BANGKOK, Jan. 11 (Xinhua) -- The first battery-powered locomotive manufactured by China Railway Rolling Stock Corporation (CRRC) Dalian Co. Ltd was launched here on Wednesday to aid Thailand's efforts to improve its railway service while cutting carbon emissions.

Testing of the locomotive was conducted successfully by the State Railway of Thailand at the Bang Sue Grand Station in Bangkok.

Speaking at the testing ceremony, Thai Transport Minister Saksayam Chidchob said that Thailand is encouraging the use of renewable energy, which is environmentally friendly, to replace the use of fuel in the country's transportation system, as part of the efforts to achieve Thailand's commitment to reduce annual greenhouse gas emissions by 20 to 25 percent by 2030.
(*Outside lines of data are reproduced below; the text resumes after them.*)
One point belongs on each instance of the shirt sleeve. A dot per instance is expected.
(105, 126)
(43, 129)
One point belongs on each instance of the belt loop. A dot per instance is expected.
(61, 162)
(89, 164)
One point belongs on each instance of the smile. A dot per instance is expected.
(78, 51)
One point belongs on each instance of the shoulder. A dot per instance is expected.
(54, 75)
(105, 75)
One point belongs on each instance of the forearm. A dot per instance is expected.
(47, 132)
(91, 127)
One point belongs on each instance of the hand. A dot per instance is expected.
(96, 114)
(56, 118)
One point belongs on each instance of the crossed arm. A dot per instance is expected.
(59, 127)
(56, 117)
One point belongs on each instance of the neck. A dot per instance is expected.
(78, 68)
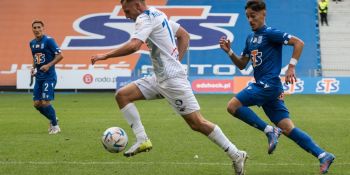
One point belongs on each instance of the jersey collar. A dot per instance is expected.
(260, 30)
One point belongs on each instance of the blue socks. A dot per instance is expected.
(49, 113)
(248, 116)
(305, 142)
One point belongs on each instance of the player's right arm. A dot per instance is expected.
(183, 39)
(240, 62)
(132, 46)
(143, 28)
(32, 70)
Saksayam also spoke highly of the cooperation between Thailand and China on railways.

"Thailand and China have been cooperating in various aspects of railway development," he said, "Thailand hopes to develop railway technology cooperation with countries around the world including China, and the success of this test marks significant progress in the battery-powered locomotive project."

Nirut Maneephan, governor of the State Railways of Thailand, said the development of a battery-powered locomotive is part of a plan to improve the efficiency of the railway services.

The locomotive was jointly developed by CRRC Dalian and Energy Absolute Public Company Limited (EA) of the Southeast Asia country.

Amorn Sapthaweekul, EA's deputy chief executive officer, said the battery-powered locomotive made in China, with world-leading technology, meets the needs of Thailand in terms of production costs and the requirements of the Thai government for energy conservation and emission reduction.

According to CRRC Dalian, the battery-powered locomotive was developed for passenger and general freight based on Thailand's original locomotive platform. The six-axle locomotive can haul 2,500-ton freight trains at 70 km per hour or 1,000-ton passenger trains at 100 km per hour.